Fix a recently-introduced race condition in LISTEN/NOTIFY handling.

Commit 566372b3d fixed some race conditions involving concurrent
SimpleLruTruncate calls, but it introduced new ones in async.c.
A newly-listening backend could attempt to read Notify SLRU pages that
were in process of being truncated, possibly causing an error.  Also,
the QUEUE_TAIL pointer could become set to a value that's not equal to
the queue position of any backend.  While that's fairly harmless in
v13 and up (thanks to commit 51004c717), in older branches it resulted
in near-permanent disabling of the queue truncation logic, so that
continued use of NOTIFY led to queue-fill warnings and eventual
inability to send any more notifies.  (A server restart is enough to
make that go away, but it's still pretty unpleasant.)

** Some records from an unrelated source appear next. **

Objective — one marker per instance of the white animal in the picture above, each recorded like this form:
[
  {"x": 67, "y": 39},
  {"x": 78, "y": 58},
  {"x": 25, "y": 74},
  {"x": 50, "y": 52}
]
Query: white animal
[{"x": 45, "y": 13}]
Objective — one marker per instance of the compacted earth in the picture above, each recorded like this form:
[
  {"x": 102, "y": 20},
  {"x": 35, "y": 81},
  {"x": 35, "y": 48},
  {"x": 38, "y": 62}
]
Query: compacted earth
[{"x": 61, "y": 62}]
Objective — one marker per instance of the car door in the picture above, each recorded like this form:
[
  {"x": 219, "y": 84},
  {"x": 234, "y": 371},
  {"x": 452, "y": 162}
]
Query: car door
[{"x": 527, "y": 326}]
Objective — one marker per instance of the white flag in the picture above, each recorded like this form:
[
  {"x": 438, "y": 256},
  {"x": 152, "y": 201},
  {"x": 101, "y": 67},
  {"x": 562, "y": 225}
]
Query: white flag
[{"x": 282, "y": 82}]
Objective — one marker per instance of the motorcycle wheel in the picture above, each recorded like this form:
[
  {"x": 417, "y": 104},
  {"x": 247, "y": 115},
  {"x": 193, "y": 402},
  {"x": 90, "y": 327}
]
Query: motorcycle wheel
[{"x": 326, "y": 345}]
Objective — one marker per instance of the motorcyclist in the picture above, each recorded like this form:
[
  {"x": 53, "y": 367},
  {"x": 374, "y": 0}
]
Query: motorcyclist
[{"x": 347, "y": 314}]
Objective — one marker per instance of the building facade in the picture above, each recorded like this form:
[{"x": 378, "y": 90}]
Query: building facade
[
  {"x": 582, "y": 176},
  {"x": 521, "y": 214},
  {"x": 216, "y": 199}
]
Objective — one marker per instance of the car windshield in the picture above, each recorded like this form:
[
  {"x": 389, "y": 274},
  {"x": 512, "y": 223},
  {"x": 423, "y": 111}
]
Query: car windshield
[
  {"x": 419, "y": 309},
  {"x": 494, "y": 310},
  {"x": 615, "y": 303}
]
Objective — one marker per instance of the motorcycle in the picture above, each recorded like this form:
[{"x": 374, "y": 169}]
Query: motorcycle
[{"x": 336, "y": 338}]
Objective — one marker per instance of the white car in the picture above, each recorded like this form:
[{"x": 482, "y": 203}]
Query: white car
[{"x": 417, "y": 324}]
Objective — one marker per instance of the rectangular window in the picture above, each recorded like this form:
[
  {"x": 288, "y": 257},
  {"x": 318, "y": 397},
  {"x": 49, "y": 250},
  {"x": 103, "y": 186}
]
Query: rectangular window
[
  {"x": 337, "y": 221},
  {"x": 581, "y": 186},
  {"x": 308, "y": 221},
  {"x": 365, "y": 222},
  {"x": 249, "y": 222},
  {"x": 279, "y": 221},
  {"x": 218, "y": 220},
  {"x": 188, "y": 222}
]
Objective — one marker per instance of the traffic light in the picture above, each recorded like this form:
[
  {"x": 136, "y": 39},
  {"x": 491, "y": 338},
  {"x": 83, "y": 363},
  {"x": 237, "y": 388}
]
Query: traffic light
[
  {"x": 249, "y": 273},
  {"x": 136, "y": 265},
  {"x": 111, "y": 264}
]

The core of the problem is confusion about whether QUEUE_TAIL
represents the "logical" tail of the queue (i.e., the oldest
still-interesting data) or the "physical" tail (the oldest data we've
not yet truncated away).  To fix, split that into two variables.
QUEUE_TAIL regains its definition as the logical tail, and we
introduce a new variable to track the oldest un-truncated page.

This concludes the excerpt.